Seit 2019 hätte die WOZ das Weiterbildungsprogramm sowie die Betreuung erweitert, sagte Süess weiter: «Ein erfahrener Kollege hatte dafür die Leitung übernommen und auch die meisten Kurse selber gegeben. Doch wir hatten gemerkt, dass es besser ist, wenn das Wissen nicht nur von einer Person vermittelt wird, sondern von möglichst vielen, was nun der Fall ist. Zudem war die Aufteilung auf einen Kurs im Monat ungünstig, weil so gewisse Kurse erst am Schluss des Praktikums an der Reihe waren. Der Recherchekurs zum Beispiel ist zu Beginn des Stages deutlich effektiver als gegen Ende.»

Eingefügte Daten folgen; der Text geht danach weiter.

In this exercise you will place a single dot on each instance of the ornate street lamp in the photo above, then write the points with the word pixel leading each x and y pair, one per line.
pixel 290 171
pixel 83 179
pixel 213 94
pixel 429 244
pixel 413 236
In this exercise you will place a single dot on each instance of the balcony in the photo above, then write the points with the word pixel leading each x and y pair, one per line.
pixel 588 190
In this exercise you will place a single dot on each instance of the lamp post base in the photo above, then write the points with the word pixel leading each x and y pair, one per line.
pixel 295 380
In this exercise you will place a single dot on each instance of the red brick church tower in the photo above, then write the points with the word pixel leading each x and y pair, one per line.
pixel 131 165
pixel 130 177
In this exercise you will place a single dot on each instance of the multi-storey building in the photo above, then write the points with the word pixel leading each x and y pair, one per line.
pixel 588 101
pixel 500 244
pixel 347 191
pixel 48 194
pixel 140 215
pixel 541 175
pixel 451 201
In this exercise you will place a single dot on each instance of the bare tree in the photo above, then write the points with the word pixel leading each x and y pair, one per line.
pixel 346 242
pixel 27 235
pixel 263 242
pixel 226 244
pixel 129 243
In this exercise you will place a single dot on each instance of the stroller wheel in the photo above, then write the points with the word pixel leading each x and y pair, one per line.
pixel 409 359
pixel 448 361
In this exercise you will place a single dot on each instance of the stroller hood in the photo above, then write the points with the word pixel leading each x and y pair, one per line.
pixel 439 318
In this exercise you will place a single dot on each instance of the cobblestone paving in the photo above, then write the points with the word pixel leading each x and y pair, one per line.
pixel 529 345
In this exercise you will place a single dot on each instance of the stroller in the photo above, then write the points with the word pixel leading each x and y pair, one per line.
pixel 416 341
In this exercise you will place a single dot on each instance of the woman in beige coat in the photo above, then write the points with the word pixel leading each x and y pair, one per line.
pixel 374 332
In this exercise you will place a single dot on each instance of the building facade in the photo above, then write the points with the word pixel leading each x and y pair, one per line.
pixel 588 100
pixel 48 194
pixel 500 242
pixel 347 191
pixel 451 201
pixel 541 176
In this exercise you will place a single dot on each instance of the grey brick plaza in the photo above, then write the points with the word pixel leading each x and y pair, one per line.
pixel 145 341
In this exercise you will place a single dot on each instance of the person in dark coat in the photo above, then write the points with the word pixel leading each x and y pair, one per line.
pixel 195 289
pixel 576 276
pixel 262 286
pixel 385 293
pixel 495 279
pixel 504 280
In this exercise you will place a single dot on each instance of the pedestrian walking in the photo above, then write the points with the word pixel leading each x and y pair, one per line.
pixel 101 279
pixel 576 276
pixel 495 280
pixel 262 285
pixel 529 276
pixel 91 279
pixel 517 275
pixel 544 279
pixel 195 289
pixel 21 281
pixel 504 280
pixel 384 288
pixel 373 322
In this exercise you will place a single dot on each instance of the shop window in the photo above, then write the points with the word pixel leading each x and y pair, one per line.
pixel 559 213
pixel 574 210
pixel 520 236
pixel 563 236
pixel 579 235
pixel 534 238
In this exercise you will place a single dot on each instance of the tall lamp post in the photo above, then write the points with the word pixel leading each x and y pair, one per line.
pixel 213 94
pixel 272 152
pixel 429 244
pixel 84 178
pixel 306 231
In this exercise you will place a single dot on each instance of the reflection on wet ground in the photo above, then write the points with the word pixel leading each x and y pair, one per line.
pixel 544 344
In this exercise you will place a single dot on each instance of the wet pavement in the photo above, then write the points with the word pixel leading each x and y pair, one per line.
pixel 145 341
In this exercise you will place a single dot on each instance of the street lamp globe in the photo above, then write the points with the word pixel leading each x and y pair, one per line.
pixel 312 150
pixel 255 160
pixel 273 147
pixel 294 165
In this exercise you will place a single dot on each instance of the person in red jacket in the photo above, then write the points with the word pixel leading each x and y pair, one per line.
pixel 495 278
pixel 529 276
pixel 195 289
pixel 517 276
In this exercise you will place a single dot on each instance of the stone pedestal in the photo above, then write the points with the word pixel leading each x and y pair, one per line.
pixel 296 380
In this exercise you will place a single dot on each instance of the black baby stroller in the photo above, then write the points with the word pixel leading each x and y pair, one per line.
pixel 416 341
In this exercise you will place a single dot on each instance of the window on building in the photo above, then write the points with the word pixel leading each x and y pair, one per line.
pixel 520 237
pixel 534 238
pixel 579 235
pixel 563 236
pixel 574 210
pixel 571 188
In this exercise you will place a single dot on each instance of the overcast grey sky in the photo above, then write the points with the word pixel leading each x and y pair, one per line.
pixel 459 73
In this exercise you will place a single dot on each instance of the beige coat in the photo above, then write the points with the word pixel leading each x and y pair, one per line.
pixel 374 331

Der Betreuungsaufwand sei zwar individuell unterschiedlich, dürfe aber nicht unterschätzt werden, gab Süess zu bedenken. In der WOZ werden die Stagiaires nicht nur von redaktionellen Götts und Gottis betreut, sondern auch von Silvia Süess selbst. In regelmässigen Treffen besprechen sie das Arbeitsleben auch jenseits der Textproduktion. Viele der Stagiaires hätten sich zusätzlich einen Kurs gewünscht, der die Grundlagen der WOZ und der Zeitungsproduktion vorstellt. Doch alle Abläufe zu vermitteln, sei recht schwer, da kaum etwas schriftlich festgehalten sei. Nicht ganz einfach sei es auch, mit der Ambivalenz umzugehen, dass es im Journalismus nicht genügend Stellen für alle gäbe.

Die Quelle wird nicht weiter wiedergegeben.